AIMS: To investigate the renal outcomes of dipeptidyl peptidase 4 (DPP-4) inhibitors, glucagon-like peptide-1 (GLP-1) receptor agonists, and sodium-glucose transport protein-2 (SGLT-2) inhibitors in patients with type 2 diabetes mellitus (T2DM) with chronic renal disease (CKD). MATERIALS AND METHODS: PubMed, Embase, Cochrane CENTRAL, and ClinicalTrials.gov were searched through July 2025 for randomized controlled trials with ≥24 weeks of follow-up in patients with T2DM and CKD. Outcomes included composite renal outcome, estimated glomerular filtration rate (eGFR), and urinary albumin-to-creatinine ratio (UACR). A network meta-analysis was conducted, and the certainty of evidence was assessed with the Grading of Recommendations Assessment, Development, and Evaluation used to evaluate evidence certainty (GRADE). RESULTS: Twenty RCTs enrolling 80,670 participants were included. Compared with placebo, several agents significantly reduced composite renal outcomes, with dapagliflozin 10 mg showing the greatest efficacy (OR 0.55, 95% CI 0.42-0.72; high-certainty evidence), followed by canagliflozin, empagliflozin, efpeglenatide, sotagliflozin 400 mg, semaglutide, and dulaglutide 1.5 mg.
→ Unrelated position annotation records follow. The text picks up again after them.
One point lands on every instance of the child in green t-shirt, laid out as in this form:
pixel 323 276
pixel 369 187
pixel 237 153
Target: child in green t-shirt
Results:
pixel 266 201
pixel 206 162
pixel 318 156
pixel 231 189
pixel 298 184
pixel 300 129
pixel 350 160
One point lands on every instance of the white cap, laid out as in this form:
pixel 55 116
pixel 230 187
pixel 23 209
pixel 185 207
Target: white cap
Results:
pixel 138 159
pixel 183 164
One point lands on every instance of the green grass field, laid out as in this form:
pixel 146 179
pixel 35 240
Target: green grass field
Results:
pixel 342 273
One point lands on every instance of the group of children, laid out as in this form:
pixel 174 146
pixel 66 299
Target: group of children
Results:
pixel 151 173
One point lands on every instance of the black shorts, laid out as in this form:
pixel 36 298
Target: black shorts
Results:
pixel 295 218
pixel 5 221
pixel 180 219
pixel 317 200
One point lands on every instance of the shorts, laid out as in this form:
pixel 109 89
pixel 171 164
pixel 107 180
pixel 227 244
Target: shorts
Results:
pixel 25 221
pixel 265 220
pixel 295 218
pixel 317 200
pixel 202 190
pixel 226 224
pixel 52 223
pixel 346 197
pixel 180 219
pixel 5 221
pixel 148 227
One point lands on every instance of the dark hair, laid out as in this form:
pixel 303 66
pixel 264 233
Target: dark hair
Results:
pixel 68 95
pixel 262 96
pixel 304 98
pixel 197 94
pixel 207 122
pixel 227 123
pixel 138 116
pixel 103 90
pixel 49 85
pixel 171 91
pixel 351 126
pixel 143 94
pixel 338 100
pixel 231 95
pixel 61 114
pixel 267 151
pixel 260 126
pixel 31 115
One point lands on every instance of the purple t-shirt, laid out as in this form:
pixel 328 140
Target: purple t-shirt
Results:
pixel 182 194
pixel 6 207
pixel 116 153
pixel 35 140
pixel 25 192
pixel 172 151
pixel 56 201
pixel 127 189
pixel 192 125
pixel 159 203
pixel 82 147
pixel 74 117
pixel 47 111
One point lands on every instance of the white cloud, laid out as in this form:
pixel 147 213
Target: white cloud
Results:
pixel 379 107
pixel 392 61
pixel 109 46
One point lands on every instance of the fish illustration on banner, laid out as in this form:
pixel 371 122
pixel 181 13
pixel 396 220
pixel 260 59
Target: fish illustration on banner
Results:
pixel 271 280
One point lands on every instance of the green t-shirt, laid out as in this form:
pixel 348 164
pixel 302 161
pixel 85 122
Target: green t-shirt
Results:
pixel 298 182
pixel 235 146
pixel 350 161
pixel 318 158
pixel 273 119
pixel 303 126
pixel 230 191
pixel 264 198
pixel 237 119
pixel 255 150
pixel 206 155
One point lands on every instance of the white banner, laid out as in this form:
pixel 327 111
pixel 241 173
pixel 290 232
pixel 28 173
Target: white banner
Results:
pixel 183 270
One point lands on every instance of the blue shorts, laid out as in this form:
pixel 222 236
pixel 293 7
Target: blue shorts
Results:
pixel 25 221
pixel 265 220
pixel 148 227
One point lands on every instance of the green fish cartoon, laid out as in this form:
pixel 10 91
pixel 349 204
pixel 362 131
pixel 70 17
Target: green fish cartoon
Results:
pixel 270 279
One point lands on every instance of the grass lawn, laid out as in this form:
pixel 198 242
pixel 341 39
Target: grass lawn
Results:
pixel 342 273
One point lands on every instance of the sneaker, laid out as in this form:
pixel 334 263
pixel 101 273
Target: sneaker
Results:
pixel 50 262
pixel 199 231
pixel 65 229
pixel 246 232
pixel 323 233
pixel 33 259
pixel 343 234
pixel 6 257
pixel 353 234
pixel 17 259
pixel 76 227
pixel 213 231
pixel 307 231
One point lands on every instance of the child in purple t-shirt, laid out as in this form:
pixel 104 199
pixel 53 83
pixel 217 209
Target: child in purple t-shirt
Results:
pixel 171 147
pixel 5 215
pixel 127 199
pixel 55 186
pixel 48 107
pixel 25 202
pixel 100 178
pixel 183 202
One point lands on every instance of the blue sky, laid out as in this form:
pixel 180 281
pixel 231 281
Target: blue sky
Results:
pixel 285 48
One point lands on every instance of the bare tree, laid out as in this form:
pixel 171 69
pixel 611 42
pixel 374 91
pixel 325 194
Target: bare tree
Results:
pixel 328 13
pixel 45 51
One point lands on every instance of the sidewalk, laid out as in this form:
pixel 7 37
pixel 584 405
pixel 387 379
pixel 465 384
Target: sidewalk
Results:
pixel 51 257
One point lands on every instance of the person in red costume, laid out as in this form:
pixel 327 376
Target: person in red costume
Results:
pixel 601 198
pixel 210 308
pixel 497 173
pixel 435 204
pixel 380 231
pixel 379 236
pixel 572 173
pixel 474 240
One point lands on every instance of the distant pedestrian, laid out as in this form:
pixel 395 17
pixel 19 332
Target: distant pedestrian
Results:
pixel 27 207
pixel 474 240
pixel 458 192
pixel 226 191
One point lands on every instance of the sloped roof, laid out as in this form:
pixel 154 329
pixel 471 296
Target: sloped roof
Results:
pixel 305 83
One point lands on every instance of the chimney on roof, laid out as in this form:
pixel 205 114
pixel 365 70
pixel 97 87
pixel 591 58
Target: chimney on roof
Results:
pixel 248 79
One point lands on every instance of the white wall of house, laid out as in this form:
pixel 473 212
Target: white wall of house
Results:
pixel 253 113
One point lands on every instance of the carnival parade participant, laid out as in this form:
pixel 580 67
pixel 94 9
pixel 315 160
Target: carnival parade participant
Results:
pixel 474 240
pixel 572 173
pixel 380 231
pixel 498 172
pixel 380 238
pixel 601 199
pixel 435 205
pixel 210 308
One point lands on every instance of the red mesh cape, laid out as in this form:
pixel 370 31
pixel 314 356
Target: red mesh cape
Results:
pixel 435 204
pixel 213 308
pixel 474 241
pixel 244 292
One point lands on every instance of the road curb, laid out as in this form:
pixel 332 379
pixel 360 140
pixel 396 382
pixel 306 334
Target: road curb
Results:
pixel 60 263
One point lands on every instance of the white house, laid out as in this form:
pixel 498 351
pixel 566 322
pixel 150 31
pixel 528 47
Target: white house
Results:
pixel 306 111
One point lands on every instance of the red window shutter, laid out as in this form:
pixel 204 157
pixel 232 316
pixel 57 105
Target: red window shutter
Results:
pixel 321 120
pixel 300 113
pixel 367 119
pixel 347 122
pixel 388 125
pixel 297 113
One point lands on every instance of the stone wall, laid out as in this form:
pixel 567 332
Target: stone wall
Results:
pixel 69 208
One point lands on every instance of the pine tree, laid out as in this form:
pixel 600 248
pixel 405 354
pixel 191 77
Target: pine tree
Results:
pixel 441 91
Canagliflozin 100-300 mg significantly reduced UACR, whereas dapagliflozin had no effect. None of the novel antidiabetic agents significantly altered eGFR. Certainty of evidence ranged from high for placebo-controlled comparisons to low or very low for indirect estimates. CONCLUSIONS: In patients with T2DM and CKD, SGLT2 inhibitors provide the most consistent renal protection, while GLP-1 receptor agonists offer additional but variable benefits. Dapagliflozin showed the greatest efficacy, and canagliflozin most strongly reduced albuminuria, highlighting meaningful heterogeneity across agents. DPP-4 inhibitors conferred no renal benefit. Overall, evidence from placebo-controlled trials was robust, whereas certainty was lower for indirect estimates, highlighting the need for drug-specific evaluation in clinical practice.